I wonder if one contributing factor relates to the fact that this was a series of posts. I knew in advance that I wanted to split this topic into three separate posts, and roughly where each would focus, but I didn’t actually work on one part until I published the previous part. I have a suspicion that this is relevant:
Many years ago, I remember reading some claim that declaring what you want to accomplish (attaining some milestone, forming some habit, etc.) to other people actually reduces your likelihood of success. With some light research, I traced it to a psychology paper from Gollwitzer, Sheeran, Michalski and Seifert (2009), also popularized in a TED talk from 2010 titled “Keep your goals to yourself”. I thought I recalled that the mechanism behind this claim is that by telling other people of your intentions, you visualize and act out something resembling completing the goal, which triggers an endorphin rush similar to one from actually succeeding at the goal and that this satisfaction reduces your motivation to continue on. However, the original study’s proposal was more nuanced than this. As summarized in a contemporary article by Art Markman in Psychology Today:
Identity goals are goals that ultimately influence a person’s concept of who they are… [Gollwitzer, Sheeran, Michalski and Seifert] suggest that when people announce an intention to commit to an identity goal in public, that announcement may actually backfire. Imagine, for example, that Mary wants to become a psychologist. She tells Herb that she wants to pursue this career and that she is going to study hard in her classes. However, just by telling Herb her intention, she knows that Herb is already starting to think of her as a psychologist. So, she has achieved part of her identity goal just by telling Herb about it. Oddly enough, that can actually decrease the likelihood that Mary will study hard.
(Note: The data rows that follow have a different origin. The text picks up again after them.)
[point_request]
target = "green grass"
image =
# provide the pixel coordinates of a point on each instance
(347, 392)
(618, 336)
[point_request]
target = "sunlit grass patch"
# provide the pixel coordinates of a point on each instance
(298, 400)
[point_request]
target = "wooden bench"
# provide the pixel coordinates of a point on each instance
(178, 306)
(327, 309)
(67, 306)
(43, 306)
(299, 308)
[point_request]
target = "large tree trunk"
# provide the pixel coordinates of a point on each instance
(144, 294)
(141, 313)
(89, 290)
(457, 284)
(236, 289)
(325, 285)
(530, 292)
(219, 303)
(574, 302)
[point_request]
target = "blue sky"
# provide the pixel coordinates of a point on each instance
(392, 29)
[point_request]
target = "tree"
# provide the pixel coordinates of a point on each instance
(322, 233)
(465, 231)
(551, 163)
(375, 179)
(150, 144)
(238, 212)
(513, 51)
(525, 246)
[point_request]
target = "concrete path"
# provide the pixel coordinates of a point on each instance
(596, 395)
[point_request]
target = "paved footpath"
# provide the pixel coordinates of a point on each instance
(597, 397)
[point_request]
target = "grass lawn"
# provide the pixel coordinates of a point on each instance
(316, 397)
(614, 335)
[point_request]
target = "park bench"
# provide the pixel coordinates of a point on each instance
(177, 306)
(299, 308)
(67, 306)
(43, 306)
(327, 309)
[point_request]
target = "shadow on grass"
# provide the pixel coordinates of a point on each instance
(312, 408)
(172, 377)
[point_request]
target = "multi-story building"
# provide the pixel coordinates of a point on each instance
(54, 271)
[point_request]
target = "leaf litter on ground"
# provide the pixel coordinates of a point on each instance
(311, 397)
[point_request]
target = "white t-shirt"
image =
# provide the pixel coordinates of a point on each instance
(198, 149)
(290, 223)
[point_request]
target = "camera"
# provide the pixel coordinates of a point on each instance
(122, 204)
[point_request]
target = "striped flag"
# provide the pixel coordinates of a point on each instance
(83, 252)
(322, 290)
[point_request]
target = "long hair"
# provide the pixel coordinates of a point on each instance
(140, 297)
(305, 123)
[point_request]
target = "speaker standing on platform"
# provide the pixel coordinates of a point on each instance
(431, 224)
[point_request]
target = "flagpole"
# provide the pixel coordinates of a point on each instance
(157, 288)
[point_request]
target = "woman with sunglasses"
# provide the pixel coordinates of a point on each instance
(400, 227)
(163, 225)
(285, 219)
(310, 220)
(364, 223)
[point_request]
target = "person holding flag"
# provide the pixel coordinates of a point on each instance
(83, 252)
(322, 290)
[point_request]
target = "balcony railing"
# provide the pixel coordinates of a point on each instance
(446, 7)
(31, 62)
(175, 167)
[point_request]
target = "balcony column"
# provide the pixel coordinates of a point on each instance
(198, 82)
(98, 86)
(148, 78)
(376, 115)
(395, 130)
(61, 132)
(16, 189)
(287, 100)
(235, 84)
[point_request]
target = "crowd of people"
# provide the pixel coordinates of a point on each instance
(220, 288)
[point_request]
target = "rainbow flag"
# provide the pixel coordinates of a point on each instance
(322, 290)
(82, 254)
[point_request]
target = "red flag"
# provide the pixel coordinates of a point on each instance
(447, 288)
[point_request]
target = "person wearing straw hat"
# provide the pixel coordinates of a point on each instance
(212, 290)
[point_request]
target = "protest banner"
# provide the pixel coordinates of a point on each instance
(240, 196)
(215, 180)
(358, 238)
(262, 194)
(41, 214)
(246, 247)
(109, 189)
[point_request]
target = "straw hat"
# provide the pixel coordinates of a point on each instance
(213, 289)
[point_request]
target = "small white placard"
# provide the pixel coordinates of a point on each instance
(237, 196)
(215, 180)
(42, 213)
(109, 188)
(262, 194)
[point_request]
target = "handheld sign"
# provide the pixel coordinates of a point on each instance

A followup study published in 2020 further suggests that telling others about your intentions may increase your chances of success, but only if you consider your audience “higher status” than you. Seems plausible, but vaguely patronizing.
My point is - I suspect that when I had completed two of the three parts in the blog post series, on some subconscious level I felt less urgency in wrapping up the third one. It’s a convenient story, but difficult for me to rigorously test. Instead, I’ve decided that for the next several multipart post series, I’ll finish all of the prep work (if not the writing) before I publish the first part live. Let’s see if that makes it easier to keep up momentum to the end.
Wait… did I just undermine myself by writing this out?!